Six hours later I was out on my every-second-Sunday visit with my 12-year-old daughter, Megan. Megan is short and fast and scrappy, not only the captain of her soccer team, but the only girl in the entire Greater Houston AYSO to get a red card this year. "Great eyes, ref!" she had said after a terrible no-call, clapping sarcastically and paying no attention to the blood dribbling from her split lip.
That's my daughter.
If she got a certain streak of cussedness from me, Meg inherited from her mother her blond hair, her athleticism, and -- thank God -- a complete inability to see the dead. I never told Megan about me and ghosts. No kid wants to think her daddy is a freak.

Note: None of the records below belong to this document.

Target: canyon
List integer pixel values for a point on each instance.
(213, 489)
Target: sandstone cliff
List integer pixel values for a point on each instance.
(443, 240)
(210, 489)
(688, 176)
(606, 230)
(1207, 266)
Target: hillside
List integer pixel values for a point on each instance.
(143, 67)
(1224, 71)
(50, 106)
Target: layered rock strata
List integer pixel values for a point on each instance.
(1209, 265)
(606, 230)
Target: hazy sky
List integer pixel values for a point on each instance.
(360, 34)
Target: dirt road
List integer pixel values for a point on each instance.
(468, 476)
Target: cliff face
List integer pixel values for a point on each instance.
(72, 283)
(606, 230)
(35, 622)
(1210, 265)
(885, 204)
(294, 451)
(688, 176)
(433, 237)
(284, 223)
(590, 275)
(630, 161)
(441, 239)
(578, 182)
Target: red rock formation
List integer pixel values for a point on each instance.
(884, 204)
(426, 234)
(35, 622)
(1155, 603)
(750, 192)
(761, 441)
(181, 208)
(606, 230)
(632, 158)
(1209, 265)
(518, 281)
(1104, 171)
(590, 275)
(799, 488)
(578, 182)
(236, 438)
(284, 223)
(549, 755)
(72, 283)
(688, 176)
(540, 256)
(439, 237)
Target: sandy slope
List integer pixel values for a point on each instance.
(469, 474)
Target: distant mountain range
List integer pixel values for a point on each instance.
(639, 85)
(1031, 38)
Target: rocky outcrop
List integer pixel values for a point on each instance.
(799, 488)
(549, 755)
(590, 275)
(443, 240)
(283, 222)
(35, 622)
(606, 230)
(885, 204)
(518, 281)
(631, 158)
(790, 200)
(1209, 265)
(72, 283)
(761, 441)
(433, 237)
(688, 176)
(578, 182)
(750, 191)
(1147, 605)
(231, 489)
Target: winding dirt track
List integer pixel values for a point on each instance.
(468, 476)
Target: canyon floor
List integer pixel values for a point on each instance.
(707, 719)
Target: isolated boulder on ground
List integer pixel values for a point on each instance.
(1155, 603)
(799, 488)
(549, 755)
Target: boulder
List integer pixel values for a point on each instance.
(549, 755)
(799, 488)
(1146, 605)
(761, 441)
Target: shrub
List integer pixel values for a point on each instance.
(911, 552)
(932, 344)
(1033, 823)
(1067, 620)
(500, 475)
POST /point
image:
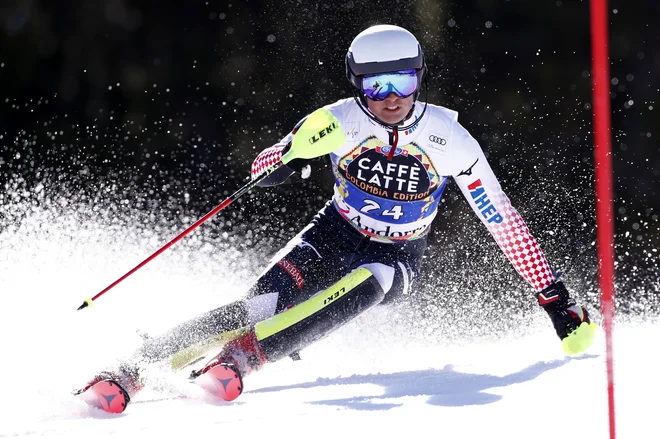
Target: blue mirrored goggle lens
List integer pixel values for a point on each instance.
(378, 87)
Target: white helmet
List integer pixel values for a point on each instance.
(380, 49)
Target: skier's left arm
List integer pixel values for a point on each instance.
(478, 183)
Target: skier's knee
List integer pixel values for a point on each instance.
(394, 279)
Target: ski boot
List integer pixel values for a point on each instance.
(223, 375)
(111, 391)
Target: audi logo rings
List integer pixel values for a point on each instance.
(438, 140)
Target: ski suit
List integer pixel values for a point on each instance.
(387, 190)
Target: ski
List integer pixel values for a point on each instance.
(106, 395)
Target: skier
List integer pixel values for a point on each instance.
(365, 246)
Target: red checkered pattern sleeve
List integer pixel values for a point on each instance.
(476, 179)
(266, 158)
(519, 246)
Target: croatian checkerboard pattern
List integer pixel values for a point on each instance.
(518, 244)
(266, 158)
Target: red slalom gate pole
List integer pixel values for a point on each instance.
(603, 175)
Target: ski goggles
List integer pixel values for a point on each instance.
(402, 83)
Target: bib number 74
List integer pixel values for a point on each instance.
(395, 212)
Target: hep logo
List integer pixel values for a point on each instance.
(483, 204)
(437, 139)
(411, 129)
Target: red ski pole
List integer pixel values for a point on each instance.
(227, 202)
(320, 134)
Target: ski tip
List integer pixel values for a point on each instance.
(86, 303)
(106, 395)
(223, 381)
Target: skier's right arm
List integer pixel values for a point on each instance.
(271, 155)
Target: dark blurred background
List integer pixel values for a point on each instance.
(128, 106)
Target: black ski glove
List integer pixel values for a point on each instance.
(565, 314)
(301, 166)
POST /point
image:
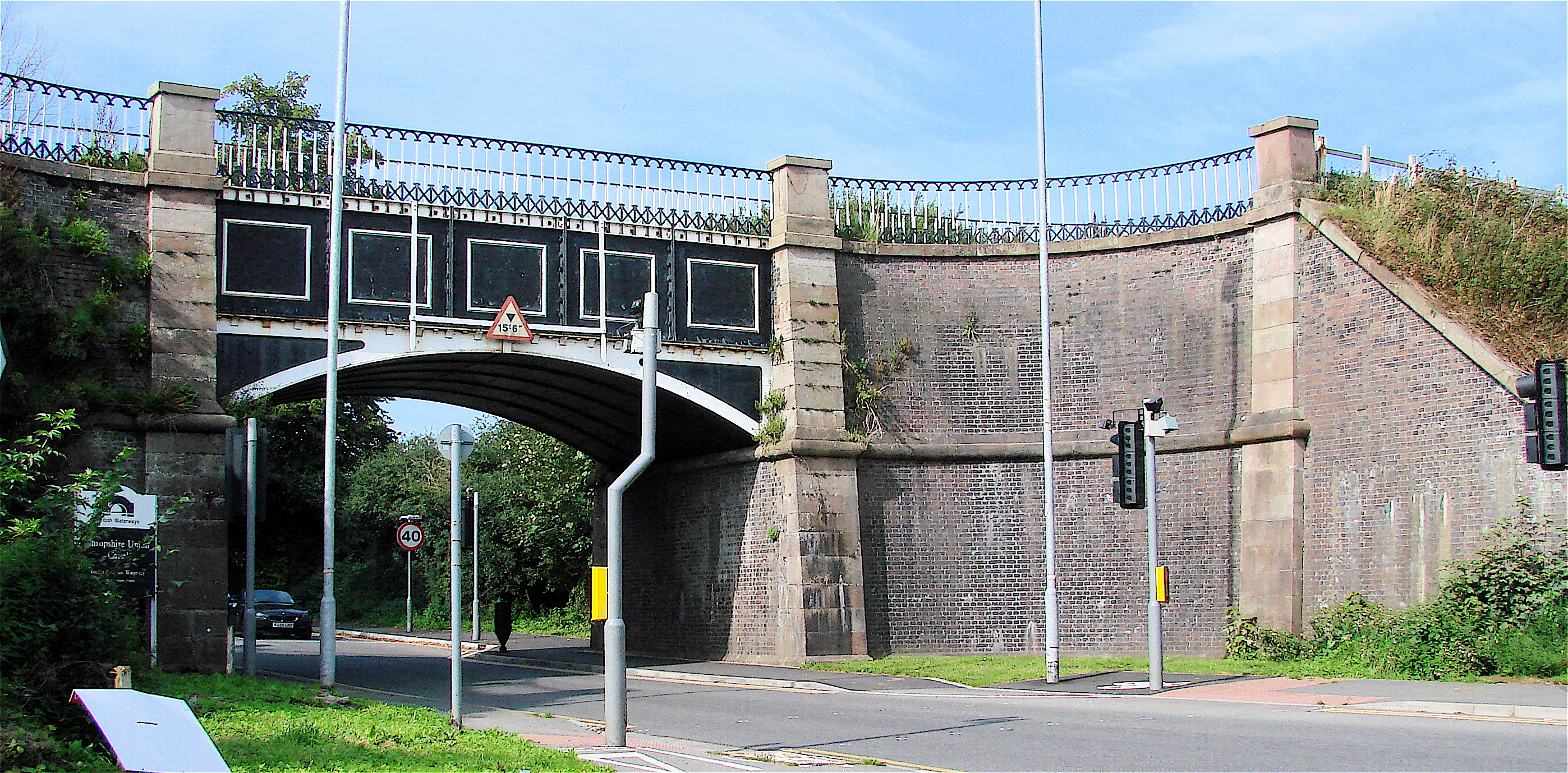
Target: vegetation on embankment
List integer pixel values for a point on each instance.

I don't drive, so Megan and I take the bus when we go out, which she is beginning to think is lame. Today we'd spent an hour bumming around the Cactus Records on Shepherd listening to the free tracks. My current shitty job was at Petco, and on my budget, free was good. This had been a reliable outing even six months ago, but this time Meg was so obviously unimpressed that I decided to spring for a root beer float at the 59 Diner to salvage the afternoon, only to hear Meg say that she was trying not to drink extra calories.
Jesus.
"You're too young to give up beer," I said.
She rolled her eyes.
The bus ride back to her house in Woodland was long and awkward. Woodland is a professional suburb on the north side of Houston, all carefully manicured pine trees and midscale housing developments. Even the Taco Bells are clean and neat.
"So, how are Trish and Fonda these days?" I asked, hoping I had remembered the names of Megan's posse.
Meg reached to ring the bell for our stop. "I don't even know or care about Trish. Fonda and Azul are at Six Flags today." Tickets to Six Flags are $39.99/day for each person over 48 inches tall, and that doesn't include bus fare, balloons or Dr Peppers. Not easy to do on Petco money. "They asked me to come, but..."
But your mother made you come out with me.
In 12 years I have never missed a Christmas pageant, a Brownie merit badge ceremony or a school concert. I planted pumpkins at Megan's daycare, I picked up books at library sales and donated them to her school, I sold raffle tickets to send her to science camp. Josie, my ex, once said, "Will, you've been a great..." She floundered. "...the best estranged father I can imagine."
Best Ex-Dad in the Lone Star State. I'm thinking of putting it on a T-shirt.
Megan and I stepped into the steamy Houston air at the bus stop in front of Jamison Middle School. Heat waves shimmered off the metal slides in the playground. "How come your name isn't on my birth certificate?" Megan asked.
"What?"
"Mom had it out last night. She was looking for my shot records. Your name isn't on my birth certificate. Dad's is."
Dad meaning Don, the jarhead fucking ex-Marine Josie married a year after leaving me. "My name's not on the certificate?"
"That's what I was trying to communicate."
I said, "By the time you were born, your mother and I weren't together anymore. I guess she decided it would be easier to have Don's name there."
"Don't they do a blood test or something?"
"No, I think they just take the mother's word." Or maybe the nurses didn't even ask Josie. Maybe Don went and filled out the paperwork himself. "She never told you I wasn't your dad." Silence. "She never said Don was your biological father."
"No. She always said you were." Meg not sounding convinced here.
As we turned up the walk to Meg's house, Josie waved at us from the living room window. "See you, kiddo," I said. When I leaned forward to kiss the top of her head, I saw she was wearing a bra.
My daughter stood a moment on the front steps, her hand resting on the doorknob. "Will, why don't you even have a car?"
Then Josie pulled the door open, and Megan disappeared inside.
I ride the bus a lot, which is not a very Houston thing to do, but I have my reasons. Every second Sunday for 12 years me and Megan had been going out together; half my memories of her are about riding buses. Megan nine months old and screaming with laughter as I zoomed her around like a fighter plane, until an old hag at the bus stop said, "I never did see anybody treat a child so reckless!" Megan gurgling with laughter the whole time, pounding on my arms with her fat fists to make me do it again. Bottles of formula sticking out of the pockets of my leather jacket.
Megan, still chubby at three, kicking her feet until one of her canvas sneakers -- she called them her slip-offs -- went sailing into the head of a Vietnamese grannie across the aisle.
Megan skinny and eight, absorbed in a classroom copy of "Charlotte's Web." Me watching the way her bangs fell in front of her eyes. When she came to a hard word she would squint, and the tip of her tongue would stick out.
Now she was wearing a bra, and I didn't even have a car. She was looking nowhere but forward, at 13 and 16 and 21. All those little Megans were invisible now. Ghosts, and only I could see them.